È vero che qui a Akcakale dall'alba di giovedì non si spara più, ma per capire come questa specie di tregua armata sia appesa ad un filo, basta avvicinarsi al valico di Tel al Abjad. Su quella che appena poche settimane fa era la dogana siriana sventola il tricolore degli insorti, azzurro, bianco e nero, che fu anche la bandiera della Repubblica prima che nel 1970 salisse al potere Hafez el Assad, il padre di Bashar, l'attuale presidente.
Metà dell'edificio è sventrato dalle cannonate dell'esercito regolare. Non si vede anima viva. Solo quel lento sventolio. Ma i ribelli sono asserragliati all'interno e per il regime di Damasco, questa palese riduzione della propria sovranità territoriale, che si ripete in altri due valichi dei sei in cui si articola la lunga (900 chilometri) frontiera con la Turchia, è insopportabile. Anche perché la scelta di campo del governo Erdogan di schierarsi a favore della rivolta garantisce ai ribelli di poter contare, nel caso che i soldati siriani muovano per riconquistare il valico, su una facile via di fuga.

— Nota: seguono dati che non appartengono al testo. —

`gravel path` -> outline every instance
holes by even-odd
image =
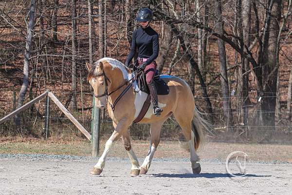
[[[292,189],[292,164],[285,162],[248,161],[248,174],[239,178],[230,177],[225,162],[216,159],[201,160],[201,174],[194,176],[187,159],[155,158],[147,175],[135,177],[129,160],[119,158],[109,158],[100,176],[91,175],[96,161],[0,154],[0,195],[290,195]]]

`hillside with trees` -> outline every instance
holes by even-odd
[[[124,63],[132,32],[139,27],[136,14],[149,7],[154,15],[151,25],[160,34],[158,68],[191,87],[199,110],[214,124],[214,131],[206,132],[210,139],[292,141],[292,4],[1,1],[0,117],[50,90],[90,129],[92,92],[85,62],[109,57]],[[36,126],[36,121],[44,114],[42,104],[1,125],[0,134],[38,136],[42,122]],[[62,124],[59,111],[52,112],[54,129],[71,129]],[[110,118],[106,112],[102,115],[103,132],[109,134]],[[170,120],[164,137],[180,139],[177,127]],[[144,126],[132,128],[133,136],[148,135]]]

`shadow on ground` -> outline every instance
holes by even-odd
[[[234,174],[236,176],[240,176],[242,174]],[[205,177],[205,178],[220,178],[220,177],[237,177],[231,176],[229,174],[221,173],[201,173],[200,174],[194,175],[193,174],[149,174],[149,176],[154,177],[177,177],[177,178],[196,178],[196,177]],[[272,176],[259,176],[254,174],[247,174],[242,177],[269,177]]]

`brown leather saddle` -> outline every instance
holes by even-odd
[[[135,72],[136,70],[134,70],[134,71]],[[136,72],[135,74],[137,74],[137,73]],[[148,94],[148,96],[147,96],[146,100],[144,102],[144,104],[143,104],[143,106],[142,107],[140,113],[137,118],[136,118],[136,119],[135,119],[134,120],[133,122],[134,123],[139,122],[142,119],[142,118],[143,118],[145,116],[145,114],[146,114],[147,111],[149,109],[150,104],[151,104],[150,91],[149,91],[148,85],[147,85],[147,82],[146,82],[146,76],[144,71],[141,74],[140,74],[139,77],[137,77],[136,78],[136,81],[137,81],[138,87],[139,90],[145,93],[146,93]],[[160,76],[159,75],[157,70],[156,70],[155,74],[154,75],[153,81],[154,82],[156,87],[157,95],[167,95],[169,93],[169,87],[165,83],[165,82],[160,78]]]
[[[146,82],[146,76],[143,72],[137,78],[137,83],[140,90],[147,94],[150,94],[148,85]],[[169,87],[167,84],[161,78],[158,71],[156,70],[153,81],[155,84],[157,90],[157,95],[167,95],[169,93]]]

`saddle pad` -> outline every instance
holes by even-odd
[[[136,119],[134,120],[133,122],[139,122],[142,119],[142,118],[143,118],[143,117],[144,117],[144,116],[145,116],[146,113],[148,111],[148,109],[149,109],[149,106],[150,106],[150,104],[151,104],[151,102],[150,101],[150,100],[151,98],[150,97],[150,95],[148,94],[147,98],[144,102],[144,104],[143,104],[143,106],[141,109],[140,113],[139,114],[138,117],[137,117],[137,118],[136,118]]]
[[[154,80],[157,89],[157,95],[167,95],[169,93],[169,87],[164,80],[161,78]]]
[[[142,74],[138,79],[138,87],[143,92],[149,94],[148,86],[146,82],[145,75]],[[167,95],[169,93],[169,87],[165,82],[160,78],[159,75],[155,75],[153,79],[156,89],[157,95]]]

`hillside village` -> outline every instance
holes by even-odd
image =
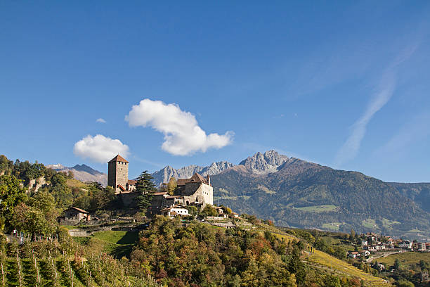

Il colpo di mortaio di mercoledì ha azzerato qualsiasi considerazione, se mai da queste parti ne ha avuta, nei confronti del raìs di Damasco. Le tende del lutto della famiglia Timucin, quella decimata dalla bomba, sono state innalzate a Bolatlar, 1400 abitanti, a una decina di chilometri da Akcakale. Le donne, che nascondono le capigliature sotto foulard dello stesso colore viola, sono inavvicinabili. Gli uomini si riuniscono a un centinaio di metri. Sulla soglia del capannone bianco il marito di Zeliah e padre delle tre bambine uccise, Omar, di 43 anni, riceve le condoglianze con accanto il figlio Ibrahim, 16 anni, sopravvissuto assieme ad altre tre sorelle rimaste ferite. Sotto il tendone, dove si entra a piedi scalzi come in una moschea. gli ospiti si raccolgono in piccoli gruppi. In un angolo, un vassoio colmo di sigarette, le teiere, le caffettiere, le ciotole con lo zucchero.
Omar, un contadino di 43 anni, sembra rifiutare sentimenti d'odio, o desideri di vendetta. "Queste cose vengono da dio e a dio deve rendere conto chi le commette", dice ad occhi asciutti. Il muktar del villaggio, Mustafà Tashtan, consente. "Noi non vogliamo vendette. Abbiamo fiducia nella fermezza del nostro governo", aggiunge col tono ufficiale del sindaco. Ma appena ci allontaniamo di qualche metro dalla gruppo che circonda i parenti stretti, un giovane ci chiede in un buon inglese: "Ma voi, in Italia, accettereste che un paese vicino spari e ammazzi la vostra gente?". "Bashar? - dice lo sceicco Taher Ozgut, arrivato per testimoniare la sua solidarietà - E' un assassino che non merita pietà", e accompagna le sue parole con il gesto inequivocabile di una lama che attraversa la gola. E tuttavia le cose non sono così semplici come vorrebbe far apparire l'anziano capo tribù.
La guerra civile siriana minaccia di ripercuotersi seriamente sul complicato caleidoscopio di minoranze su cui si regge la Turchia. E questo non può non indurre Ankara a qualche cautela. Akcakale, ad esempio, è un città mista arabo-curda. Siamo sulla pianura pedemontana del Kurdistan turco cioè alle pendici del vulcano separatista curdo. Ora, i curdi, oltre che in Iraq, in Iran e in Turchia, sono presenti e numerosi anche in Siria, e lì, in cambio di alcune concessioni sul piano dell'autonomia, hanno scelto di non schierarsi contro il regime. Ecco che i curdi turchi cominciano a sentirsi a disagio, stretti tra l'inevitabile solidarietà con i loro fratelli che vivono nel Kurdistan siriano, l'"invasione" degli arabi in fuga dalla Siria e l'antica diffidenza, se non ostilità, verso il governo di Ankara.